Flächenkollektoren auf einem Einfamilienhaus
ORF.at/Michael Baldauf
ORF.at/Michael Baldauf
wirtschaft

Vor Energie-Wende kommt Energieeffizienz

Durch Gebäudesanierung kann der Heizwärmebedarf um über 84 Prozent gesenkt werden. Das zeigt ein internationales Forschungsprojekt mit Tiroler Beteiligung. Energieeffizienz ist entscheidend, wenn es um Energiepreise und die Abhängigkeit von fossilen Energieträgern geht.

Von Öl und Gas wegkommen, CO2 längerfristig einsparen, auf nachhaltige Energiemodelle umsteigen und gleichzeitig Kosten sparen – so lautet der Tenor. Zu wenig Beachtung werde jedoch der Effizienz-Frage geschenkt, hält der Leiter des Forschungszentrums für nachhaltiges Bauen an der Universität Innsbruck, Rainer Pfluger, fest. Durch Gebäudesanierung könne der Heizwärmebedarf um über 84 Prozent gesenkt werden. Wie das geht, zeige auch ein Sanierungsprojekt in St. Johann in Tirol.

Entwicklung Energiepreise
APA
Die Energiepreise steigen in ungeahnte Höhen. Eine effiziente Sanierung kann Energie und gleichzeitig Kosten sparen.

Durch gezielte bauliche Maßnahmen werde dort der Energieverbrauch für Heizung, Warmwasseraufbereitung und Belüftung in drei ausgewählten Mehrfamilienhäusern minimiert, so der Experte. Die Planungsphase sei nun abgeschlossen, Baustart ist im Frühjahr 2023. Das Vorhaben ist Teil eines internationalen und von der EU geförderten Forschungsprojekts, an dem neben Österreich auch Deutschland, Frankreich, die Niederlande, Spanien, Griechenland und Bulgarien beteiligt sind.

32 Wohnungen werden in St. Johann saniert

Insgesamt werden beim Projekt 207 Wohneinheiten mit einem Budget von rund 30 Millionen Euro saniert. Durch modulare Systeme, industrielle Vorfertigung und durch eine Optimierung von Fertigungsprozessen auf der Baustelle soll nicht nur der Passivhaus-Standard für die Sanierung erreicht, sondern die Sanierung auch kosteneffizienter, schneller und weniger störend für die Bewohner sein, führte Pfluger aus.
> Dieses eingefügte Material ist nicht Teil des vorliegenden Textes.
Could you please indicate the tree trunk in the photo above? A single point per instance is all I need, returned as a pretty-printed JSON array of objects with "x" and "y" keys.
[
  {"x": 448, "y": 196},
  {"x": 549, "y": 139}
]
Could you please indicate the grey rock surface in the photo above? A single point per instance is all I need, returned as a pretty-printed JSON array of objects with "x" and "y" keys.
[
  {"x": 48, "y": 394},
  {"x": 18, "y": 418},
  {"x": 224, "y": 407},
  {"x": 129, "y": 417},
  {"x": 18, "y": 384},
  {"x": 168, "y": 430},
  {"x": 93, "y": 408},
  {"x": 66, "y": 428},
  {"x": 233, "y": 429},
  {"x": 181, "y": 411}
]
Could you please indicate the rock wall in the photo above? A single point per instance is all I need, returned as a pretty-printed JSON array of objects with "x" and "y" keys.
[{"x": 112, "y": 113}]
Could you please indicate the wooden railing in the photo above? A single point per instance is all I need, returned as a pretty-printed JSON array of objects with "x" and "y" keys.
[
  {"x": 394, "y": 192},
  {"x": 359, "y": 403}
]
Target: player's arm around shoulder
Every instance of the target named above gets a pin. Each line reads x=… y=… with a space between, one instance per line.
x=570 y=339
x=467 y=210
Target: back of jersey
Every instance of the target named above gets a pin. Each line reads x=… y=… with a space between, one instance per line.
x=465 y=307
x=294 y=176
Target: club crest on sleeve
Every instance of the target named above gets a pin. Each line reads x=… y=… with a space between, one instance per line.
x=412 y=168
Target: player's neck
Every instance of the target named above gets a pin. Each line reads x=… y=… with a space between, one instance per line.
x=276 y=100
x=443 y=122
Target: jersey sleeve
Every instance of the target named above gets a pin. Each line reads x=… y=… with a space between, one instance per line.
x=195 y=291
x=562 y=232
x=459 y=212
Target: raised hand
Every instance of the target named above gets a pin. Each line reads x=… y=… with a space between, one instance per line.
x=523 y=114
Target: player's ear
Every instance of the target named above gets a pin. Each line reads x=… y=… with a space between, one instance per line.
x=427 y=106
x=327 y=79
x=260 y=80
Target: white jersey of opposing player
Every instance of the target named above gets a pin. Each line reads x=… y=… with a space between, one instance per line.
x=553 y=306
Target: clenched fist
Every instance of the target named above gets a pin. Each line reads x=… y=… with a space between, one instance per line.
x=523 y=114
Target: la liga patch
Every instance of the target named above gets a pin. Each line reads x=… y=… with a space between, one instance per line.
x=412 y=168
In St. Johann werden 32 Wohnungen aus dem Jahr 1961 gemeinsam vom Arbeitsbereich für energieeffizientes Bauen der Universität Innsbruck und der gemeinnützigen Wohnbaugesellschaft Neue Heimat Tirol saniert. Die Sanierung umfasse unter anderem eine minimalistische Lüftungsanlage über die Fassade und zusätzliche Balkone, erklärte Pfluger.

Wetterfühliges Haus in Pukersdorf
ORF
Mit Passivhäusern könne viel Energie und Energiekosten gespart werden.

Neu sei, dass die Lüftungsanlage in modularen Systemen rasch und minimalinvasiv an der Außenwand angebracht werden kann. Zudem sollen die Fenster getauscht, die Wände sowie die oberste Geschoß- und Kellerdecke gedämmt und die Heizsysteme vereinheitlicht werden. Die gesamte Sanierung der drei Baukörper würde insgesamt nicht mehr als ein Jahr dauern, schätzte Pfluger.

Energiesparen heißt nicht gleich Verzicht

Das Ziel sei, den Heizwärmebedarf um über 84 Prozent zu senken, sagt Pfluger: „Eine Herausforderung bei den kalten Wintern vor Ort.“ Durch die Sanierung werde behaglicher Wohnkomfort und bestmögliche Luftqualität erreicht, zeigte sich Pfluger überzeugt. Den Menschen sei die angenehme Seite von Energieeinsparung zu wenig bewusst, so der Bau-Experte: „Energiesparen hat leider noch immer den negativen Beigeschmack von Verzicht.“ Dabei würde der Wohnkomfort durch höhere Oberflächentemperaturen der Außenwände und die frische Luft durch die Wärmerückgewinnungsanlage sogar noch höher.

Effizienz sei eine der wichtigsten Energiequellen, betonte der Bauphysiker. Erstes Ziel solle immer sein, den Energieverbrauch soweit wie möglich zu senken, um erst dann weg von Öl und Gas zu nachhaltigeren und regenerativen Energiequellen zu wechseln, so der Experte. Jeder Einzelne könne sich bereits jetzt durch einfache Maßnahmen für den kommenden Winter rüsten – etwa mit einer reflektierenden Beschichtung der Heizkörper oder Dämmung von Armaturen.